Sales data: Sales data provides information on revenue, sales volume, and customer acquisition rates and cost, among other metrics, which can help PMs understand how the product is performing in the market and identify opportunities for growth. These data points are often collected and stored in a CRM like Salesforce, Hubspot, Intercom, etc. With airfocus you can integrate most of these tools, which makes data collection and analysis easier.
User behavior and feature usage data: PMs use data from analytics tools (e.g Google Analytics, Mixpanel, Amplitude) to track user behavior and feature usage, including metrics such as time spent on the product, user retention rates, and feature adoption rates. This data can help them identify trends, user preferences, and areas for product optimization.
Performance monitoring: Production logs from sources like AWS Cloudwatch, Elastic, Kibana, Crashlytics, etc help track the product's uptime, response times, and error rates. It can also help them identify and resolve issues that may affect the user experience.
Support tickets and customer feedback: By analyzing data from support tickets (usually part of the central CRM) and customer feedback (CSAT, NPS), PMs can identify common issues and areas where the product can be improved. In addition to helping prioritize new feature development and bug fixes, this data, in turn, also allows product teams to tweak their customer onboarding process and help documentation. This is where valuable features like airfocus Insights and Portal come in handy, as they allow you to centralize feedback and engage with your users easily.
Despite all the value that comes from collecting and analyzing data, there are several challenges and limitations associated with using data in product management.
Firstly, data isn’t just a collection of numbers, but a story waiting to be told.

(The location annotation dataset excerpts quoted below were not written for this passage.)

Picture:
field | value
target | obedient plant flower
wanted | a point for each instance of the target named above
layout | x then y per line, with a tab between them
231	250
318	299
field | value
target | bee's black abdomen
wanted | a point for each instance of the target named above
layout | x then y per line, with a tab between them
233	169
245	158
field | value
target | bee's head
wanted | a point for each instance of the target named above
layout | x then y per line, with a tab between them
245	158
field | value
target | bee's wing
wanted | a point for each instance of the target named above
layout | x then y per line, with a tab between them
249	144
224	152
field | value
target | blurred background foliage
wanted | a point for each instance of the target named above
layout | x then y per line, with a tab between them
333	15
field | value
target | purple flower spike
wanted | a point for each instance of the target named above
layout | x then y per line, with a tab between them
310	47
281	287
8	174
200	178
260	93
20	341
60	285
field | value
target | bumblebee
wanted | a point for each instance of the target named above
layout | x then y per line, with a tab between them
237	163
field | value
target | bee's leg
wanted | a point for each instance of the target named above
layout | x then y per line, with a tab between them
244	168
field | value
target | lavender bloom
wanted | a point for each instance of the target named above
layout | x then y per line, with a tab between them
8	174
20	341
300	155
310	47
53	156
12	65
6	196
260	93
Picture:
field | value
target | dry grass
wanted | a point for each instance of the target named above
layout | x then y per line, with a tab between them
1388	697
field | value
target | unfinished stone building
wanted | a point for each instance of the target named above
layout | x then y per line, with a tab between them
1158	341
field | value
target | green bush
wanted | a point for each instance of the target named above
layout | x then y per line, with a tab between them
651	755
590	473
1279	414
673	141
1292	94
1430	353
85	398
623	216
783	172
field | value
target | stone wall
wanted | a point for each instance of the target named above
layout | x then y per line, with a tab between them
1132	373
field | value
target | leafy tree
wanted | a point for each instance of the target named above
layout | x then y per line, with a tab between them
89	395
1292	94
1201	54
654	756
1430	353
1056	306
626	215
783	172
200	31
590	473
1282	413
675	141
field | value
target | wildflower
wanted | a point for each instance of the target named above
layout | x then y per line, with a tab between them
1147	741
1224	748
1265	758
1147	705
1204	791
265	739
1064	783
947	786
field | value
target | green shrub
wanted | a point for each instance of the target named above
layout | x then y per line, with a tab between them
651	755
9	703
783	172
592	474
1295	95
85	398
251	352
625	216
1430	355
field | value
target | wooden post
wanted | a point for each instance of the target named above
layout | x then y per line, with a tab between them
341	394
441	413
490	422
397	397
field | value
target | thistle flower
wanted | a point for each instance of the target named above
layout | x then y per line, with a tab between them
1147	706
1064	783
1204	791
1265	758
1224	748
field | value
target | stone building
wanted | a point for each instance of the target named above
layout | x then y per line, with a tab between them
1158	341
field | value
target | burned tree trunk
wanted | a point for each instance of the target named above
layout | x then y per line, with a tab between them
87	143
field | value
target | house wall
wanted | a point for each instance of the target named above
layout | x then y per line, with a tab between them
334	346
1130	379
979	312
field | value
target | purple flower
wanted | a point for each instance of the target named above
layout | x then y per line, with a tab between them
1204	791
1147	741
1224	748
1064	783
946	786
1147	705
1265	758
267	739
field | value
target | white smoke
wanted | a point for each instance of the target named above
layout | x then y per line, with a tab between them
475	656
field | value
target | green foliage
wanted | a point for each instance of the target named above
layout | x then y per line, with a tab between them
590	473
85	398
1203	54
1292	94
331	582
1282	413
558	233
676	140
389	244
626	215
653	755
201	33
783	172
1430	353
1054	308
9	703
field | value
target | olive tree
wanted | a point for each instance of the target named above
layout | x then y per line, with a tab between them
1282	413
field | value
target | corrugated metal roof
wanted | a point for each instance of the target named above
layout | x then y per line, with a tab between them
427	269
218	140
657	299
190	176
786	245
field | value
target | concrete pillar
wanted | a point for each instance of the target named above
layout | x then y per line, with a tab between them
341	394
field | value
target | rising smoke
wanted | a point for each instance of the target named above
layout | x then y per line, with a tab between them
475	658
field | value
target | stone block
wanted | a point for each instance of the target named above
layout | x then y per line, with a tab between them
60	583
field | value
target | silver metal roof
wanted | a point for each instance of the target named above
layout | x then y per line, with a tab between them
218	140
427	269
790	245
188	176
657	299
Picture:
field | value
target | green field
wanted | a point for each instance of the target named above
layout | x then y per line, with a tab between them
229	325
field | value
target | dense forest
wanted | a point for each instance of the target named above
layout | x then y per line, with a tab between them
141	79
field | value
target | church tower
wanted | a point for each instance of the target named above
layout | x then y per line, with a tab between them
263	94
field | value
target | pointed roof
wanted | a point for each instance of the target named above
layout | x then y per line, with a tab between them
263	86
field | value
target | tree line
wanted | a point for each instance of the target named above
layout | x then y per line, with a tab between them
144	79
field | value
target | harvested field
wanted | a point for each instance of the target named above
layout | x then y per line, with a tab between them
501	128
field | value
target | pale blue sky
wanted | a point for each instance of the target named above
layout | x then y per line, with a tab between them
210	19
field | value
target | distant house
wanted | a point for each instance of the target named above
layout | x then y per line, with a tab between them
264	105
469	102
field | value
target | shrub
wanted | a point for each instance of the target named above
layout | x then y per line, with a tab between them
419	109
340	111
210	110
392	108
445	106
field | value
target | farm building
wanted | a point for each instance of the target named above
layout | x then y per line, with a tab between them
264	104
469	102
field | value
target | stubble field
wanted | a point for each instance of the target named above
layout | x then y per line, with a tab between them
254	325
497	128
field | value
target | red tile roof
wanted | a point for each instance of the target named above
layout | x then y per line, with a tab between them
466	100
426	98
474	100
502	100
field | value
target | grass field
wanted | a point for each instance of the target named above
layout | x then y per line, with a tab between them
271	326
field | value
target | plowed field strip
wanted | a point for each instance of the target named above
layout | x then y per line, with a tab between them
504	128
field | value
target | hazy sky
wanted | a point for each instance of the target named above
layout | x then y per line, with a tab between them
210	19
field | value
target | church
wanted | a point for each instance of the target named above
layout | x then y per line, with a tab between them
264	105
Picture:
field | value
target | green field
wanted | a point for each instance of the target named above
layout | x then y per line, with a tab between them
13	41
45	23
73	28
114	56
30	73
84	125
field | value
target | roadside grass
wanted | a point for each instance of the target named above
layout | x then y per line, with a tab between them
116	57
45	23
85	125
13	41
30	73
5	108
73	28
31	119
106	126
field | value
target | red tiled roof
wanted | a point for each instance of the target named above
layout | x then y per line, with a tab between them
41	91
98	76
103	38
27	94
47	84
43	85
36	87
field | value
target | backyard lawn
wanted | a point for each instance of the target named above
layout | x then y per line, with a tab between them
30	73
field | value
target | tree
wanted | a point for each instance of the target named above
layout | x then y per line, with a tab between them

Collecting and analyzing data can be challenging for PMs, who must ensure that they are collecting relevant and accurate data from the right sources. Instead of getting overwhelmed by the data overload, smart PMs leverage the use of data visualization tools (e.g. PowerBI, Tableau, etc) and set up product dashboards to get a central picture of everything in a single place, without having to spend all that extra time extracting reports manually.

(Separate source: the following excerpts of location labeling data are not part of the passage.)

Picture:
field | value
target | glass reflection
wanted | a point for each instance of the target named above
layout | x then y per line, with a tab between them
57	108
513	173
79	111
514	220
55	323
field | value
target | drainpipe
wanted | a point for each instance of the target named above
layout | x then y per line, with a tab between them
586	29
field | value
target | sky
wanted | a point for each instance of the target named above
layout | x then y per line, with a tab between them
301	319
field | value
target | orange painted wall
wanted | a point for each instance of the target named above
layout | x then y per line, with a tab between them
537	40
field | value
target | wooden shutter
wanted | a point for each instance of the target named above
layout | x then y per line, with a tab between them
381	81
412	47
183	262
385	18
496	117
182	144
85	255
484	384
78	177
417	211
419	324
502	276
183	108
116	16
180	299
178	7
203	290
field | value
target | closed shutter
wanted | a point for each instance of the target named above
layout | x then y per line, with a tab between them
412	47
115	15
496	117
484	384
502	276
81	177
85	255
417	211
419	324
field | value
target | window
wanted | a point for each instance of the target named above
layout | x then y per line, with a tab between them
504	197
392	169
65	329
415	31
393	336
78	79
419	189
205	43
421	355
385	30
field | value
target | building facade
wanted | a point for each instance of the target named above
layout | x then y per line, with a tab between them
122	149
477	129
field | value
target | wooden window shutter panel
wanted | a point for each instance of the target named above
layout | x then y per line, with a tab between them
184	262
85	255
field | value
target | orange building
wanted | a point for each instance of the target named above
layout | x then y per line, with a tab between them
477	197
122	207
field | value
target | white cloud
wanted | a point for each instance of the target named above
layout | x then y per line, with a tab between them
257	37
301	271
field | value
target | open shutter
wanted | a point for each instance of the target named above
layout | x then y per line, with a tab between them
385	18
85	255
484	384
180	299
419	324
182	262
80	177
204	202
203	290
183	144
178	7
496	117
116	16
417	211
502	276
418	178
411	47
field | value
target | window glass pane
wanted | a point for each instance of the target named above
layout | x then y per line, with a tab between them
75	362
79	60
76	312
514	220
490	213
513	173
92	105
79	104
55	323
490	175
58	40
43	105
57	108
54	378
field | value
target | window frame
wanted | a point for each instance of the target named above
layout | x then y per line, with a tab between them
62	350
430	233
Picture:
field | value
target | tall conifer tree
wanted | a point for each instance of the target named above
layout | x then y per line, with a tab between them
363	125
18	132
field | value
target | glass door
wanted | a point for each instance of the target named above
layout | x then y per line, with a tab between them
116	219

While it is crucial to track all of the data points mentioned above (and many more), data can easily be segregated into tiers of daily, weekly, and monthly review. Additionally, PMs can set smart rules to observe changing trends automatically and generate triggers and alerts for an action. With the rise of AI, it is becoming more and more common to leverage AI technology to generate insights automatically (e.g. using machine learning, regression analysis, clustering, etc).
Secondly, in the words of Albert Einstein, “Not everything that can be counted counts, and not everything that counts can be counted.” Many times, PMs are faced with the risk of overreliance on data. While data can provide valuable insights, it is not a substitute for human intuition and creativity.

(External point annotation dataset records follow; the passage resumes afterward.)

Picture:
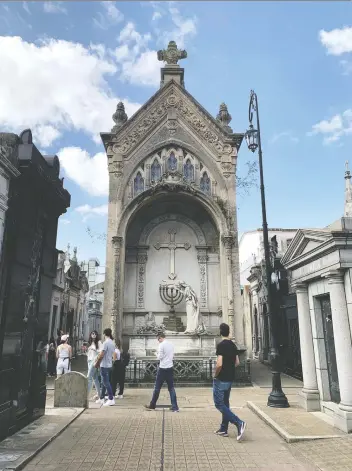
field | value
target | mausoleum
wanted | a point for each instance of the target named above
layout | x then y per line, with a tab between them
172	242
320	261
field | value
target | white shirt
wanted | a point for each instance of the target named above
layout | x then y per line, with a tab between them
166	354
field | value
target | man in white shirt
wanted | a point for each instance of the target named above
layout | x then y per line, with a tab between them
165	373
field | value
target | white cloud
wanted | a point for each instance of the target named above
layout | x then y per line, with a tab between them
184	27
337	41
45	134
110	16
90	173
139	64
287	135
333	129
55	85
88	211
64	221
54	7
26	7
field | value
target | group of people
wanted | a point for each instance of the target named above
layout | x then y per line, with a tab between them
107	364
107	368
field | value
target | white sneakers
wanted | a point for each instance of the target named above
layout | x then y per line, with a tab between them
109	402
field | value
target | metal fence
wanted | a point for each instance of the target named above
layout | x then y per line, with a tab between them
185	371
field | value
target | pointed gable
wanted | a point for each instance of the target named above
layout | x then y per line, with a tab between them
306	241
168	105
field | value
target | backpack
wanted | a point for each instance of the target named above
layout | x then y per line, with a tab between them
125	357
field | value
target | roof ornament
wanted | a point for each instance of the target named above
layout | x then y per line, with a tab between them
171	55
119	117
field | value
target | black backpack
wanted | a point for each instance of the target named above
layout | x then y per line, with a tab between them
125	357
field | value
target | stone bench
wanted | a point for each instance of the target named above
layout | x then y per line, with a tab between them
71	390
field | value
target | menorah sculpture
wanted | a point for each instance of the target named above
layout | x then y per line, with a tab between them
170	295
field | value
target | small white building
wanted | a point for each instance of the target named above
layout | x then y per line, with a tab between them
251	248
320	261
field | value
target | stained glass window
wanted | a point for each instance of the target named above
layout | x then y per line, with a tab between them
172	163
205	183
155	171
188	171
138	184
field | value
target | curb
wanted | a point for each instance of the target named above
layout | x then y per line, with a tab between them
26	460
280	431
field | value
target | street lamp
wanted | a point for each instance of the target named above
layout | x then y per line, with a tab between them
277	397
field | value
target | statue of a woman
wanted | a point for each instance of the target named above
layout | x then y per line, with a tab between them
194	320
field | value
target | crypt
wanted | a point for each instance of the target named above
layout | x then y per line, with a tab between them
172	241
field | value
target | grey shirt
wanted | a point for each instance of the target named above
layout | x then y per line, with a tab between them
108	348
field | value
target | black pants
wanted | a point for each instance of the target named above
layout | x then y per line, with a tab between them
118	374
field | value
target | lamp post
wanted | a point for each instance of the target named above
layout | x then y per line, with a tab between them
277	397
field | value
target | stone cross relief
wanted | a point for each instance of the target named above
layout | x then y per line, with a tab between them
172	246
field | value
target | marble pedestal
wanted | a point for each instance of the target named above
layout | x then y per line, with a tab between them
185	345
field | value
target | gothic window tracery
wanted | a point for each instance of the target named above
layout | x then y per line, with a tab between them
205	184
172	163
138	184
155	171
188	170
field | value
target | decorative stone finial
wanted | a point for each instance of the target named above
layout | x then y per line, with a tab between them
224	117
119	117
348	192
171	55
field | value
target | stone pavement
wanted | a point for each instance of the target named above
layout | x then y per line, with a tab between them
128	438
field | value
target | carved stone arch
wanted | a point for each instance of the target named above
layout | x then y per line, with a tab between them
143	240
140	156
204	200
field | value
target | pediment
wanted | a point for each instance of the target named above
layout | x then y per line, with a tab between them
305	241
170	106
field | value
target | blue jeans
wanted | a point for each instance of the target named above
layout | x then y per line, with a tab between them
164	374
105	378
221	395
93	375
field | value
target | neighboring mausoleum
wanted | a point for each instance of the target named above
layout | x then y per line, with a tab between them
321	264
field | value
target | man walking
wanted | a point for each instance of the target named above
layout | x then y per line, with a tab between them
227	360
165	373
104	360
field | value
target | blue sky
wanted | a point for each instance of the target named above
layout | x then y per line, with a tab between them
65	65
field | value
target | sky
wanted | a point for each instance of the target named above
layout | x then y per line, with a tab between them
66	65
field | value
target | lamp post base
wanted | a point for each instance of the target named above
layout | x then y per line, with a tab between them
277	397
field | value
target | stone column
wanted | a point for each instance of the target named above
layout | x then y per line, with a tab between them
227	241
117	301
309	396
343	346
202	260
142	258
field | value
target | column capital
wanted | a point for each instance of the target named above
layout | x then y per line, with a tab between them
335	277
300	287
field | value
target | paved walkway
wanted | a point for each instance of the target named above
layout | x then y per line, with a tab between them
128	438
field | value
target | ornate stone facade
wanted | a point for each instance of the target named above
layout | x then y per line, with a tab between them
172	186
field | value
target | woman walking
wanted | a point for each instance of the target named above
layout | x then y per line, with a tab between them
51	357
64	356
94	347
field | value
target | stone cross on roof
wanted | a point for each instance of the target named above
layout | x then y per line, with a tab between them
171	55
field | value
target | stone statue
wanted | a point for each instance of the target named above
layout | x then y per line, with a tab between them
194	319
171	55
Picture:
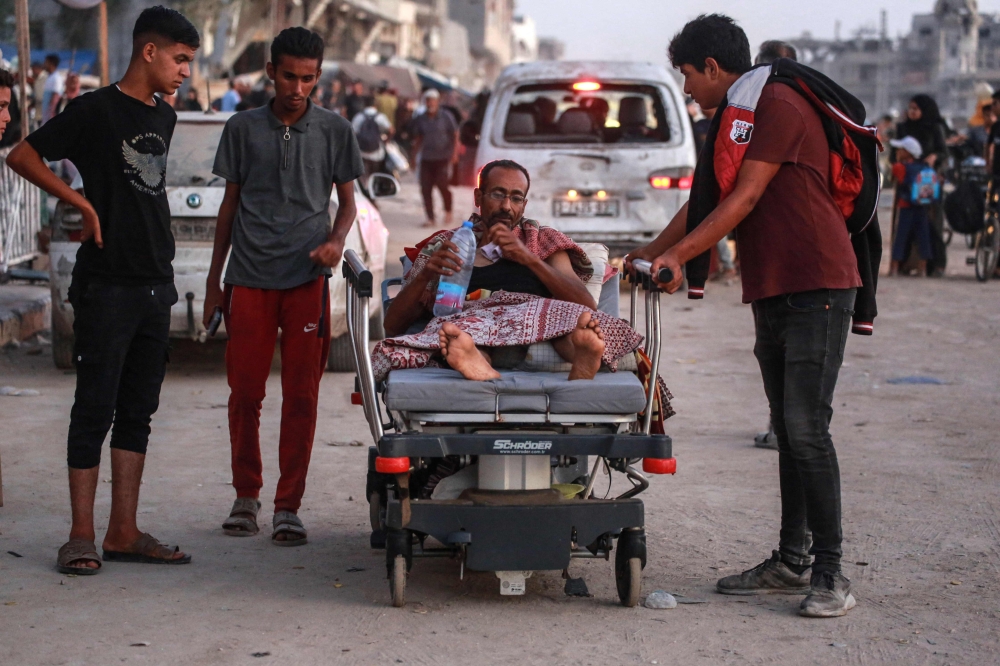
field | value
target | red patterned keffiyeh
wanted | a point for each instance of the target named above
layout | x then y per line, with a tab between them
504	319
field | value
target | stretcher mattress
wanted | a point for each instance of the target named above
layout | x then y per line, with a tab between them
444	390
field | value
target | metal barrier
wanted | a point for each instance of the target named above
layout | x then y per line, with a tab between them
20	217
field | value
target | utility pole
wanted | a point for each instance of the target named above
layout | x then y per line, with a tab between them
103	43
23	63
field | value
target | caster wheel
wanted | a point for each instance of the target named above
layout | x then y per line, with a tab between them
376	516
397	582
630	559
629	579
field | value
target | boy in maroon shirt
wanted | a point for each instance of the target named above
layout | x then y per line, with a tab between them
800	275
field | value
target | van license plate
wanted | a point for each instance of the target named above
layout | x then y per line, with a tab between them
585	208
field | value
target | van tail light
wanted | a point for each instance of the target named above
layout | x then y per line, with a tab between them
672	179
659	465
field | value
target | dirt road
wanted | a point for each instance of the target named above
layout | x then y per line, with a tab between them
920	466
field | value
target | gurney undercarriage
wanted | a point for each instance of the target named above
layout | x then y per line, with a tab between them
499	475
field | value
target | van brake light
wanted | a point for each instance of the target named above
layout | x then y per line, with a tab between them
672	179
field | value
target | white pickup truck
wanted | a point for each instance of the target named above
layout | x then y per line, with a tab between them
195	195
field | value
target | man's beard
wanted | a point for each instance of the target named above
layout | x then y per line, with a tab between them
503	218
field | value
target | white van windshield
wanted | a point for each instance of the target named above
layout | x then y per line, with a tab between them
192	154
586	112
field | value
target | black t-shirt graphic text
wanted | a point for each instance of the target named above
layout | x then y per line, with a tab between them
119	144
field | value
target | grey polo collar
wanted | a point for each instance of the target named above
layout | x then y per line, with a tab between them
301	126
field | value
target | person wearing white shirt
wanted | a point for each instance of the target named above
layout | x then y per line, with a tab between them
372	137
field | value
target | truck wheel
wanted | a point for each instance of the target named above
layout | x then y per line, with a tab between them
341	357
62	340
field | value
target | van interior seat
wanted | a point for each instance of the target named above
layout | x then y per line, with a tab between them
519	124
576	121
632	117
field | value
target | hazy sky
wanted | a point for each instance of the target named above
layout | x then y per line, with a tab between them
641	29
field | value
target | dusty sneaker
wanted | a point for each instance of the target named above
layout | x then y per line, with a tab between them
829	596
769	577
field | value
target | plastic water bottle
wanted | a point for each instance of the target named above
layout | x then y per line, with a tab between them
452	288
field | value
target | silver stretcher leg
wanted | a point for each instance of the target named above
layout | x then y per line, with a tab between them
357	323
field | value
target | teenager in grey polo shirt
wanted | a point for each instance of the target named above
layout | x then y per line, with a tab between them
280	162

There is also an issue of bias in data. Incomplete or biased data can result in erroneous conclusions. It is important for PMs to be aware of this and take steps to mitigate bias in their data analysis.
PMs must balance data-driven insights with human-centered approaches to product development. Other factors such as user experience and product strategy must also be considered to promote data-informed decision-making, instead of data-driven decision-making. By taking a more holistic approach, PMs can make well-rounded decisions that better align with the needs and expectations of their users. Additionally, data-informed decision-making allows PMs to be more flexible and adaptable to changing circumstances, as they are not solely reliant on data.
To overcome these challenges and limitations, PMs must be skilled in data analysis and interpretation. They should ensure that they are collecting both qualitative and quantitative data and use their experience and empathy to interpret and act on the insights provided. PMs should also collaborate with data analysts and subject matter experts to gain a deeper understanding of the data and the context in which it is being used.